References To Other Documents

References in requirements to information in other documents should be accurate. For example, if the system is required to accept data in a format specified in Appendix C of the Interface Control Document (ICD), there must be an Appendix C in the ICD. If the ICD appendices are renumbered, the requirement must be updated.

In the example of the ICD above, putting the details of an interface in the ICD reduces the changes needed to baselined requirements and allows developers to have a single document to work on. The baselined requirement will say system A has to interface with system B. If the details of the interface, which will be documented later in the effort, are added to the baselined requirements, each time the details change, the changes will have to go through configuration management procedures. On the other hand, only one change is needed to make the baselined requirement refer to the ICD. The ICD can be updated and changed as needed during its development until it is also accepted and baselined. The separate document can be used easily by both system owners.

References should also be specific. A requirement is meaningless if the reference is to an entire document or such large parts of it that is is impossible to determine which information actually applies. If the numbering or pagination of the document being referred to changes, the requirement must be updated.
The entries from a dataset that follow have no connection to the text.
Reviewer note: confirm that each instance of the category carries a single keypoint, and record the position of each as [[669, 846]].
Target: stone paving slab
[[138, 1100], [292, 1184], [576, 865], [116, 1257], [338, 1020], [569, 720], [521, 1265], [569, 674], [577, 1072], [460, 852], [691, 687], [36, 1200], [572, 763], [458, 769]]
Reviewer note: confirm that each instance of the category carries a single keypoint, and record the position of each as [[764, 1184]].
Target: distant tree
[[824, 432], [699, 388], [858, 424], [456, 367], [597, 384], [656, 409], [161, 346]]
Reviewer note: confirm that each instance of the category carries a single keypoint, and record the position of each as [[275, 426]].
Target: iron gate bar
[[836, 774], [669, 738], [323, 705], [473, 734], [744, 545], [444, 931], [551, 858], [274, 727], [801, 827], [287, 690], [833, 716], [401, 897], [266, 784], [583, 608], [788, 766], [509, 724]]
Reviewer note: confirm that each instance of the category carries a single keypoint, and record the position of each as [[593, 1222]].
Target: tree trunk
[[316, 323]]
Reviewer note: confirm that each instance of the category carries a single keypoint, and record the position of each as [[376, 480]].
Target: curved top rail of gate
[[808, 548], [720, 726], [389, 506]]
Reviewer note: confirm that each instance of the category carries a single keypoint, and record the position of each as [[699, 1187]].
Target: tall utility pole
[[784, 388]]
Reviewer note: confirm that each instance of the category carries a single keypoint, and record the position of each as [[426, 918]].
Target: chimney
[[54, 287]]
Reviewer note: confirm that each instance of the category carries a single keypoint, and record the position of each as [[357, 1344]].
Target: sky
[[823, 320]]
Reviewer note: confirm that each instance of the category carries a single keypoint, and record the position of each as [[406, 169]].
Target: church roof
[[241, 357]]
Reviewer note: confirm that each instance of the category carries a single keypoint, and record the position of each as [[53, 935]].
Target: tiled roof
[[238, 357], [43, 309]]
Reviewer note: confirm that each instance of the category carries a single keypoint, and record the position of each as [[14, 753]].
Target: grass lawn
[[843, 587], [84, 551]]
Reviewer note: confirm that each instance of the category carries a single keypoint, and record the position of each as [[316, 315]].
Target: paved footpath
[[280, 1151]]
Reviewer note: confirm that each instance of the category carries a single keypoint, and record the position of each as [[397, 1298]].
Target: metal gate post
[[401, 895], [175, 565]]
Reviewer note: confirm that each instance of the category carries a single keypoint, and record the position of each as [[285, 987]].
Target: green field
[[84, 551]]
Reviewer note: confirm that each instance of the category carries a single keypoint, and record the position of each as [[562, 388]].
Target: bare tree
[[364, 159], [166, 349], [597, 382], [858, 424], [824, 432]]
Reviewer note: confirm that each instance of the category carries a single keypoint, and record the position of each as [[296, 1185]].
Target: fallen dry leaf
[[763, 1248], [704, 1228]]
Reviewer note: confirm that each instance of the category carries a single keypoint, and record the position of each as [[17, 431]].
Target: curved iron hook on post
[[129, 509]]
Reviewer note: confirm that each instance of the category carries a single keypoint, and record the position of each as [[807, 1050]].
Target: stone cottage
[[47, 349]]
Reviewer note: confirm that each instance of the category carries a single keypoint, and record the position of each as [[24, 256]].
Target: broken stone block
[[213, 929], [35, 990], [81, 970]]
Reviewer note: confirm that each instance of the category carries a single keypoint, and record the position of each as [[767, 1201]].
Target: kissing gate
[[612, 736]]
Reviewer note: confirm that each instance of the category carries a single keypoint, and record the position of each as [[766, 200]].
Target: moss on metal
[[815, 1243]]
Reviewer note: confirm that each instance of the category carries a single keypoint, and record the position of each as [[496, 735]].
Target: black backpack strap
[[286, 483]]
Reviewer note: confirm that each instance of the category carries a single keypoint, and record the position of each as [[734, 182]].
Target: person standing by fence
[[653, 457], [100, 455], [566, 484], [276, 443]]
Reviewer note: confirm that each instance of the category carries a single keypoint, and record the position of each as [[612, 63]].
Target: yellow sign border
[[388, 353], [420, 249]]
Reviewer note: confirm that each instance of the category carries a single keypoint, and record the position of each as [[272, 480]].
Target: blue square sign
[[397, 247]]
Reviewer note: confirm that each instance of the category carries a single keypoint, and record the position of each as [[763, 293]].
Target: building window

Referencing Another Requirement

Requirements may be cross-referenced when they are related but are located in different areas of the requirements repository or document. A reference to another requirement should use the unique requirement identifier so that the specific requirement can be located. If the other requirement changes, the requirement may need to be updated. (As a result, it is helpful if the referencing traces forward and backward between the requirements.)

Avoiding Errors

Referencing is an important tool, but it can increase the potential for errors, especially if there is no configuration management. Change control can manage changes to requirements and documents internal to an organization or project.

External documents can change without notice. Common examples are changed page numbers and content. When content changes, requirement meaning can be altered. One way to control these changes is to include copies of referenced external documents in the project/organization document repository.